Lyft is defending itself in a class action lawsuit filed by its own drivers. The company is accused of underpaying drivers. One driver located in New Jersey is represented by Steve Mashel, a New Jersey employment lawyer, told WTMJ-TV that Lyft drivers were being “deprived the full value of the contract that they entered into with Lyft.” Under the Terms of Service signed by the driver, passengers are issued a quote and that quote is the basis of “which the fare [due] to the driver should be calculated.”
Mashel believes that the discrepancy should be clearly disclosed. According to some drivers and an experiment conducted by the staff of WTMJ-TV, Lyft drivers are missing almost 10% of what’s due to them. Mashel stated that fare discrepancies are as little as .15 cents and as much as $8 per ride.
Is Lyft Lying to Its Drivers?
According to a summary of the lawsuit, Lyft passengers get an estimate of what their ride will cost. When the passenger is picked up, the driver’s app calculates the total cost of the ride. From that amount, Lyft gets 20%. Then, drivers may have to pay something to their city in the way of taxes. However, the class action lawsuit alleges that the pay the driver receives is actually based on a fare calculation that’s not listed in their Terms of Service. The agreement between drivers and Lyft states that while “fare payments are subject to a Lyft commission…You will also receive any tips provided by riders to you, and the tips will not be subject to any Lyft commission.” Yet, many drivers allege that their tips were also subject to Lyft’s commission fee.
Attorney Mashel states in the complaint that “Specifically, defendant Lyft has retained a larger portion of the passenger fare than they promised they would retain…” Lyft recently filed a motion to dismiss that, at the time of this article’s publication, hadn’t been ruled upon.

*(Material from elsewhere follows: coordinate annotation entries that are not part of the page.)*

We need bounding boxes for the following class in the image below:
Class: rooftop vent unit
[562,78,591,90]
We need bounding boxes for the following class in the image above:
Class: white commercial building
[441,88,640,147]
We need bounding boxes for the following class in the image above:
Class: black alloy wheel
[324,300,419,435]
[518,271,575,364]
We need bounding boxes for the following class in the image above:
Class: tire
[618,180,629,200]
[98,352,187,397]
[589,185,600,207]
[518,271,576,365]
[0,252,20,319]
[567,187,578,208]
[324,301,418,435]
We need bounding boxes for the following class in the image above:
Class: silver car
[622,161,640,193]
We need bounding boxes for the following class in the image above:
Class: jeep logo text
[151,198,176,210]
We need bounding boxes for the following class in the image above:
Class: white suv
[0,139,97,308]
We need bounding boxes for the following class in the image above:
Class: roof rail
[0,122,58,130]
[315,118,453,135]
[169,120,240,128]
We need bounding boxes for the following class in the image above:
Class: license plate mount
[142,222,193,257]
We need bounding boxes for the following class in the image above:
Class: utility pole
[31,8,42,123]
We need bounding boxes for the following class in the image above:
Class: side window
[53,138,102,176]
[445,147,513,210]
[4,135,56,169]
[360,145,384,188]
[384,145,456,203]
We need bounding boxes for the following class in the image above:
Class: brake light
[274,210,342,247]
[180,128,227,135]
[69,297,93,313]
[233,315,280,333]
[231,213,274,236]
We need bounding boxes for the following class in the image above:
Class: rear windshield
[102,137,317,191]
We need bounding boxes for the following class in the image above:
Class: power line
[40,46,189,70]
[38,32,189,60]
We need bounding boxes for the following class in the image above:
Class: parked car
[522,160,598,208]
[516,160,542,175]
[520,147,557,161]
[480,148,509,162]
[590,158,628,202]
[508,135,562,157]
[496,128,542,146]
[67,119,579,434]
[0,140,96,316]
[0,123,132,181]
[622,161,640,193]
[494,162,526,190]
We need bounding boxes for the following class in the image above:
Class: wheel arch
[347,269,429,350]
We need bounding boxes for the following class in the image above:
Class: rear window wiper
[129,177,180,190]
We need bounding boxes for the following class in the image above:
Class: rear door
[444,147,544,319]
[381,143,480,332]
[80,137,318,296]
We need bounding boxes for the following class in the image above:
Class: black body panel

This Isn’t Lyft’s First Legal Rodeo
This isn’t the first time Lyft has been sued. In 2017, a judge approved a settlement of $27 million for a previous class action lawsuit filed by drivers who alleged that they should be classified as employees and entitled to reimbursement pay for expenses. The settlement held that drivers would remain independent contractors.
Lyft was also sued over an allegation that one of their drivers raped a woman. The victim, unnamed, sued Lyft for failing to properly supervise and train drivers, negligent hiring, and misrepresentation as a taxi service. The victim stated in her lawsuit that was “viciously and brutally raped” by a driver named Enrique Godoy, also named in the lawsuit.